Nadie hacía nada, esperando quién iba a desenfundar primero. Sería por lo aprendido en “Veracruz”, cinta precursora de los spaghetti western…
Las hostilidades seguían sin desatarse pero nadie desenfundaba. Sara, insinuó un acercamiento: “¿Es indispensable?”. La funcionaria, obligada como Wyatt Earp por el imperativo legal, se mostró igual de despiadada que el sheriff yanqui: “Vd. sabe que sí. Además, nadie va a decir nada y no va a salir de aquí”

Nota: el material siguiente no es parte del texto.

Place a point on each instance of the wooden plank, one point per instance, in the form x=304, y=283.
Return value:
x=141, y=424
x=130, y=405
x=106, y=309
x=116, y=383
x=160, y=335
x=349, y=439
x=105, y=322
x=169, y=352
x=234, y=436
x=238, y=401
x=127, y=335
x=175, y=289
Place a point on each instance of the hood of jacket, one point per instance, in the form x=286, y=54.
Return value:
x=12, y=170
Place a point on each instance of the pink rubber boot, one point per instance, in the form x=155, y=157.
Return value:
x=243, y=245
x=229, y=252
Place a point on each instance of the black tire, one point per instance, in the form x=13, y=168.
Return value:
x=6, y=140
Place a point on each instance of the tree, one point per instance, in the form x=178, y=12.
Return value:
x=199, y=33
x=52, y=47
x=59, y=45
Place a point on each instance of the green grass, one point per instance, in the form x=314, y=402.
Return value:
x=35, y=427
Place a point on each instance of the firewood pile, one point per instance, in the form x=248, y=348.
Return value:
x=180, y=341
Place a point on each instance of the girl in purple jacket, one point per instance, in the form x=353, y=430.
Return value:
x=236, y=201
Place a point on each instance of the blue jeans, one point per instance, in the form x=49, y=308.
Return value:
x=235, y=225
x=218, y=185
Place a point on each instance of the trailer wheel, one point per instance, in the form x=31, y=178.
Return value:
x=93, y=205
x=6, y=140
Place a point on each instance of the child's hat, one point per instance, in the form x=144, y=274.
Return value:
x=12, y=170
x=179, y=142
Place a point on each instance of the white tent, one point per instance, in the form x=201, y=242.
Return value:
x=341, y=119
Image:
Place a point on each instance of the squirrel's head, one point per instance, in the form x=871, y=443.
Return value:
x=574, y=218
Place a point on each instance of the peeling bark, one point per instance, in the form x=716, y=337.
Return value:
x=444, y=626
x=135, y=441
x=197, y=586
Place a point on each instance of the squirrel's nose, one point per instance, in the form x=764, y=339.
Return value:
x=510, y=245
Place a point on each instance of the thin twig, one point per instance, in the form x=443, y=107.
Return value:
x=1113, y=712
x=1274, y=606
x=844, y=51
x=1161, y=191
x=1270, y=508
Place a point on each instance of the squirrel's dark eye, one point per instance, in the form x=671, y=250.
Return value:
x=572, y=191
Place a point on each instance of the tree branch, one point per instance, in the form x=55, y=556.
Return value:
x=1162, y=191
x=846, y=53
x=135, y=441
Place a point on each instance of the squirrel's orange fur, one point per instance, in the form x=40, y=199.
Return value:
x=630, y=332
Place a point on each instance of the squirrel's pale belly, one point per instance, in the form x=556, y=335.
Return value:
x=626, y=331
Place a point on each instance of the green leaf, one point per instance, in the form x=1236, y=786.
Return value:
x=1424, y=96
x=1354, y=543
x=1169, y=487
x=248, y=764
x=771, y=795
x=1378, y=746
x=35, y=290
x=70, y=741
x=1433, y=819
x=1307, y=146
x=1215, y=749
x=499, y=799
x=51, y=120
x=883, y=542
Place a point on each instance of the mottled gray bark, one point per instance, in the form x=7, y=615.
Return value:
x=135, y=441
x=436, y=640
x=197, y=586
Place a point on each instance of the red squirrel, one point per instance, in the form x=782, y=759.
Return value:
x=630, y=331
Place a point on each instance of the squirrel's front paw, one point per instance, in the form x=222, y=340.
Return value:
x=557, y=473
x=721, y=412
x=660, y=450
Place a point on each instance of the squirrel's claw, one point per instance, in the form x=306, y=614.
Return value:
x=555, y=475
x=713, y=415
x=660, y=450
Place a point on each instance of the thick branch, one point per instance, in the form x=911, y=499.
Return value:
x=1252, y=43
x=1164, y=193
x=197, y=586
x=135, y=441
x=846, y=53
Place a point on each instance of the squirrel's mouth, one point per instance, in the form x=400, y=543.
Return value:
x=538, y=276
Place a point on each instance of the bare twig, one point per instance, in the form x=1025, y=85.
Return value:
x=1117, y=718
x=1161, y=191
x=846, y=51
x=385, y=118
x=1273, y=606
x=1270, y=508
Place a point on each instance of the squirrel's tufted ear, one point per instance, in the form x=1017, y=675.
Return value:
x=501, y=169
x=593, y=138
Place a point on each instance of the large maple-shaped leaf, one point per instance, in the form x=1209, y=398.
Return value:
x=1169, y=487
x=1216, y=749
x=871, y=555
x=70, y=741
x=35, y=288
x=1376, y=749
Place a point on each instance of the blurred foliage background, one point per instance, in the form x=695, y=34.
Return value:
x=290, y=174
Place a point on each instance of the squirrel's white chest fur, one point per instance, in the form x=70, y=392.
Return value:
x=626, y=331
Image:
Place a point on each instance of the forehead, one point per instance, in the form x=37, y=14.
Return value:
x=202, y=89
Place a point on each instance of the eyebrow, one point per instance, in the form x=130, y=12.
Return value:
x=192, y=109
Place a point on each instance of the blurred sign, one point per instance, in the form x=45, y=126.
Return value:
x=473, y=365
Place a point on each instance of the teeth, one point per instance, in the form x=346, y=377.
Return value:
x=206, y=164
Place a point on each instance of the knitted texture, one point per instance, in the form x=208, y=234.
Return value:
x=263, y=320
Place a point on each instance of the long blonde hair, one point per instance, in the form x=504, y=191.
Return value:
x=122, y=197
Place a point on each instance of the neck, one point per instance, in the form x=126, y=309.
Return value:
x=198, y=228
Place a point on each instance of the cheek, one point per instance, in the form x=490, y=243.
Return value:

Desde atrás, surgió la figura del barbado, que no era otro que su marido Pepe Tous. Con voz tronante espetó: “María Antonia, por Dios, termina ya”.
El matrimonio me miró de soslayo, inquisidor, pidiendo sin palabras que ahuecara. No me moví del sitio ya que mi gestión se había visto interrumpida por el duelo. Mi curiosidad por ser partícipe en el conocimiento de la edad de la artista tampoco era ajena a mi parsimonia y ramoneo.
La funcionaria comenzó a recitar los datos de la declarante en voz alta. La tensión se elevó hasta cotas insospechadas. Finalmente, la oficial marcando mucho las palabras pronunció en voz alta el “Nacida el…” y de repente calló. Con una sonrisa seráfica, miró de frente al matrimonio, devolvió el DNI a la Montiel y dijo “¿Ve? Nadie ha sabido nada”.
Terminé mi gestión y bastante divertido, salí del juzgado no sin aguantarme las ganas de volver al cabo de un rato y preguntar la fecha de nacimiento.